House of Blackmail is a 1953 British second feature drama film directed by Maurice Elvey and starring Mary Germaine, William Sylvester and Alexander Gauge. It was written by Allan MacKinnon. The plot follows a soldier and his girlfriend, who become mixed up with a blackmailer.

==Plot==
Playboy Billy Blane forges crook John Markham's signature on a cheque. Markham demands £5000 hush money from Blane. Blane asks his sister Carol for help. She drives to Markham's country house and en route picks up hitchhiker Jimmy, who agrees to pose as her lawyer. When Carol gives Markham a cheque, he demands that Carol and Jim remain at the house until the cheque clears. Carol persuades Jimmy to crack Markham's safe, which he finds empty. Markham is found murdered. It is revealed that Jimmy is an Army officer on an initiative test. He unmasks the murderer.

==Cast==
- Mary Germaine as Carol Blane
- William Sylvester as Jimmy
- Alexander Gauge as John Markham
- John Arnatt as Pete Carter
- Denis Shaw as Bassett
- Ingeborg von Kusserow as Emma
- Patricia Owens as Joan
- C. Denier Warren as Jock
- Hugo Schuster as Dr. Welich
- Barry Wynne as Billy Blane

==Critical reception==
Kine Weekly said "The picture ... opens well, but as soon as it moves to Markham's mansion its action becomes a trifle stilted, Mary Germaine, as Carol, displays good looks and obvious acting ability, and William Sylvester, although a little too sure of himself, registers as Jimmy, but the rest are a very mixed bag. Even so, the sound stellar portrayals, coupled with the 'twist' ending, give it the benefit of any doubts."

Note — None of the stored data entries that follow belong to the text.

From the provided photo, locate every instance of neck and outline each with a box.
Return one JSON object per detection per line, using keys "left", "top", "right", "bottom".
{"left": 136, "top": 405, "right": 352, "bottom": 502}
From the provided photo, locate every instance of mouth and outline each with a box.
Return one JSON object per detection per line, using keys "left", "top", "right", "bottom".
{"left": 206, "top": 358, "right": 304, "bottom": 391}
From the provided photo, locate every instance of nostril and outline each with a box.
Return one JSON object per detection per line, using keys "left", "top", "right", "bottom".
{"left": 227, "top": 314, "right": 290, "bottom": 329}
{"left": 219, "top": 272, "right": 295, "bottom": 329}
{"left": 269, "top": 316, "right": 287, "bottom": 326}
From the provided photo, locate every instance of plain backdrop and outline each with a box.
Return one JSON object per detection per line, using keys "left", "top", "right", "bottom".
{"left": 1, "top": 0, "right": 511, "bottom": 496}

Monthly Film Bulletin said "John Markham, a blackmailer, is murdered. Whodunit? The German doctor? The fake American? The supposed escaped convict? The wealthy commercial artist? The pugilistic butler or the demure maid? The police cannot be called in, as the house is surrounded by a high-tension circuit, and someone removed at least 18 inches from the telephone wire, so we have to spend about 40 minutes finding out. Of the cast, only Ingeborg Wells and Denis Shaw show any spirit, and direction is not particularly in evidence."

In British Sound Films: The Studio Years 1928–1959 David Quinlan rated the film as "mediocre", writing: "Very modest version of traditional thriller."

The Radio Times wrote: "Not one of [Maurice Elvey's] best efforts. We could do with more surprises, but the pace is unrelenting and there are typically solid performances from Mary Germaine, William Sylvester and John Arnatt."

TV Guide called it "ordinary but fast paced."